Plumbed in and powered up—the ALT-1 will run on 8 to 32 volts, and consumes 30mA at 13.8 volts with the backlight on, 15mA with the backlight off—the instrument starts to show its stuff. The main display has current altitude in large numerals, using about a third of the 64 vertical pixes. There are two small lines above and two below to show modes, a numeric VSI, actual barometric pressure and the local pressure setting (at the very bottom). In the standard mode, the rotary knob adjusts the altimeter/baro setting, approximately one hundredth of an inch per too-light click. While the main altitude readout is legible under most circumstances, the tiny type of the baro readout invokes a squint or two.
Complaints with answers: As we went to press, MGL’s West Coast rep told me that the instrument line was being upgraded with a sturdier detent in the rotary control and that larger numerals for the baro display were being considered.
The ALT-1 is rated for -700 to 40,000 feet with 10-foot resolution; the analog VSI is scaled at 2000 fpm maximum, though the instrument can resolve and display higher rates in integer form.
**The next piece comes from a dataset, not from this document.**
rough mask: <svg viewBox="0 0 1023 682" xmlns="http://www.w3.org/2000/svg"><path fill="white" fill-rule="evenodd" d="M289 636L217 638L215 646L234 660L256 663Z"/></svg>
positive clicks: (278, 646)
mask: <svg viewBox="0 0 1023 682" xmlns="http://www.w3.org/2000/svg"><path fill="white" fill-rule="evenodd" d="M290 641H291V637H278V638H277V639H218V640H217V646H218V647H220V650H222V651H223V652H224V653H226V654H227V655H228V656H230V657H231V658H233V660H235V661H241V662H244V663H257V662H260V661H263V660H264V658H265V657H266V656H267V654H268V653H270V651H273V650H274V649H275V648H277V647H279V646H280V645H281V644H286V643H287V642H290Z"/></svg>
Accuracy is stated as +/-30 feet at sea level; my ALT-1 agreed within 20 feet of a recently tested (to be dead on) Dynon EFIS-D100. (Better than my $600 United mechanical altimeter ever did.)
Pushing the small button to the right of the knob brings up the secondary screens, which include a graphical VSI, a “deviation altitude” page—basically an altitude alerter—then the density-altitude display and finally a dedicated OAT page. These last two are available when you hook up the optional OAT probe.
This instrument is easy to appreciate. It is light (90 grams, or a bit more than 3 ounces), easy to work, power efficient (with the backlight off, a single 9-volt battery would be good for 25 hours or so) and a great value when you consider the features.